Chi scrive ha personalmente tentato di definire i princìpi cosmopolitici fondamentali sui quali una Dichiarazione dei diritti dell’umanità dovrebbe essere fondata. Questi princìpi sono: l’inappropriabilità della terra e la responsabilità nei confronti dell’umanità (si veda L’inappropriabilità della Terra, Armand Colin, 2013). La nozione di inappropriabilità della terra rimette in discussione un’idea, sia religiosa che giuridica, che ha particolarmente (seppur non esclusivamente) caratterizzato il pensiero occidentale, vale a dire l’idea che la Terra-suolo appartenga all’uomo e che quest’ultimo possa servirsene a suo piacimento. La nozione di inappropriabilità non mira a contestare la proprietà individuale o collettiva, bensì a limitarla in modo radicale, subordinandola a ciò che è inappropriabile: la Terra-suolo non appartiene alle generazioni viventi; non è una loro proprietà. Ciò significa che qualsiasi appropriazione è provvisoria e temporanea, secondaria o subordinata. Nessuno – né singoli individui né collettività – gode di un diritto assoluto sopra una parte della Terra-suolo: tale diritto non può che essere limitato, vale a dire subordinato a un principio più fondamentale – la preservazione del fondamento stesso dell’esistenza dell’umanità presente e futura. La Terra-suolo non ci appartiene; siamo noi che apparteniamo a lei.
Parallelamente all’inappropriabilità della Terra, vi è la responsabilità nei confronti dell’umanità. Si tratta di una responsabilità supplementare e indiretta, che riguarda tutte le nostre azioni – individuali o collettive, private o pubbliche. In base a questo principio, agendo noi ci impegniamo non soltanto in quanto cittadini nei confronti di altri esseri umani o di collettività ben determinate, ma anche in qualità di cittadini del mondo nei confronti dell’umanità intera, e quindi nei confronti del mondo vivente nel suo complesso. Tale responsabilità è cosmopolitica: in altre parole, essa trova il suo fondamento ontologico e giuridico nell’appartenenza dell’uomo all’umanità, e di quest’ultima al mondo vivente. Questa forma propriamente umana di responsabilità non è soltanto morale, ma anche semi-giuridica, e in quanto tale deve ricevere una formulazione giuridica nelle costituzioni nazionali.
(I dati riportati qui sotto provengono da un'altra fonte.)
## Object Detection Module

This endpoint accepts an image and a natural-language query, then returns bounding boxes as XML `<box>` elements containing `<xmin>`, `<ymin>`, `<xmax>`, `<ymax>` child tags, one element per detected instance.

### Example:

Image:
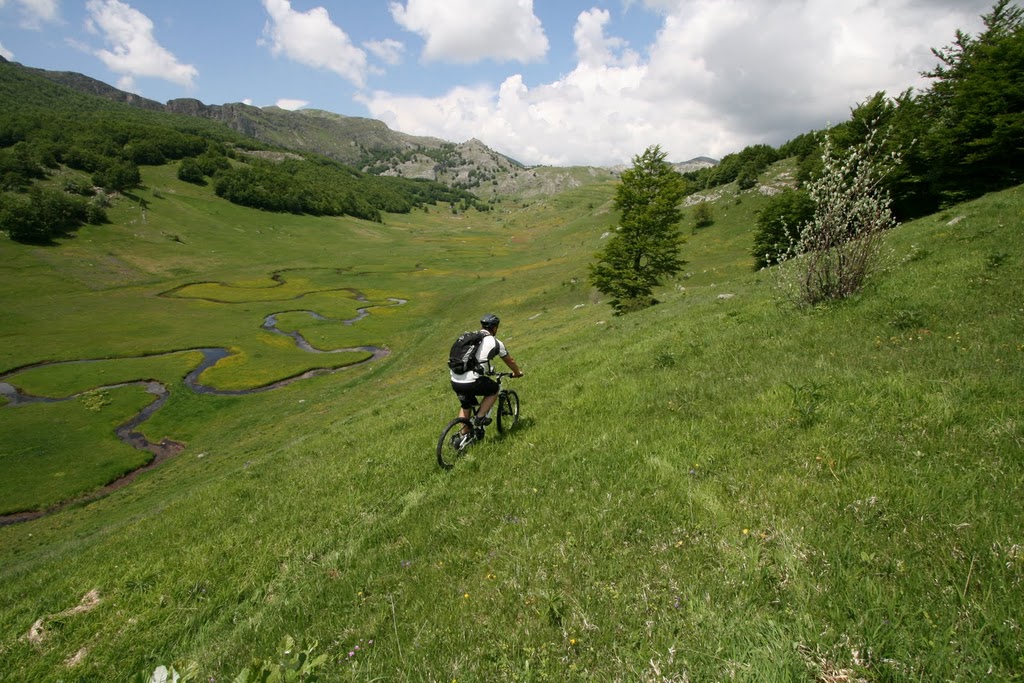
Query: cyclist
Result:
<box><xmin>450</xmin><ymin>313</ymin><xmax>523</xmax><ymax>435</ymax></box>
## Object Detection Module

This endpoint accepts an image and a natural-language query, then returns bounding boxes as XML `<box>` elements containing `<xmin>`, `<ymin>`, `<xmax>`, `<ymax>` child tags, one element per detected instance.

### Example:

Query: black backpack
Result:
<box><xmin>448</xmin><ymin>331</ymin><xmax>487</xmax><ymax>373</ymax></box>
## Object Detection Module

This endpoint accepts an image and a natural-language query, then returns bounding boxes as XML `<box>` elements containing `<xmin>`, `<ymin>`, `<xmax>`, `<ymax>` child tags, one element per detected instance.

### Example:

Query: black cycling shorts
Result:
<box><xmin>451</xmin><ymin>376</ymin><xmax>499</xmax><ymax>409</ymax></box>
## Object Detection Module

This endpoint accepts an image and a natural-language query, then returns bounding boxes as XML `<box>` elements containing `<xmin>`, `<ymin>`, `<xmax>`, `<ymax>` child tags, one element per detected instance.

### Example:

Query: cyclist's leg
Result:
<box><xmin>473</xmin><ymin>376</ymin><xmax>501</xmax><ymax>420</ymax></box>
<box><xmin>459</xmin><ymin>408</ymin><xmax>476</xmax><ymax>434</ymax></box>
<box><xmin>451</xmin><ymin>382</ymin><xmax>478</xmax><ymax>434</ymax></box>
<box><xmin>477</xmin><ymin>392</ymin><xmax>498</xmax><ymax>419</ymax></box>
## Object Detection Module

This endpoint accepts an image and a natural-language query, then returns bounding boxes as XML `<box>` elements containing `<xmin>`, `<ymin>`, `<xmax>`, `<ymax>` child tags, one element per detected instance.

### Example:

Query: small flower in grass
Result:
<box><xmin>463</xmin><ymin>592</ymin><xmax>470</xmax><ymax>599</ymax></box>
<box><xmin>346</xmin><ymin>637</ymin><xmax>375</xmax><ymax>659</ymax></box>
<box><xmin>742</xmin><ymin>528</ymin><xmax>750</xmax><ymax>536</ymax></box>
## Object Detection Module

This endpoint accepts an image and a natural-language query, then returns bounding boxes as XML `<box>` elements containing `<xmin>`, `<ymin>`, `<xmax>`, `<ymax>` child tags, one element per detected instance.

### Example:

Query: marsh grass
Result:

Grazie a questa nozione si potranno fissare i diritti e i doveri cosmopolitici (e pertanto universali) che saranno così fondati sul legame di appartenenza e di solidarietà dell’uomo con il resto del mondo vivente. 
Sono questi due princìpi – l’inappropriabilità della terra e la responsabilità nei confronti dell’umanità – che permetteranno di dare un contenuto a una Dichiarazione universale dei diritti e dei doveri dell’Umanità.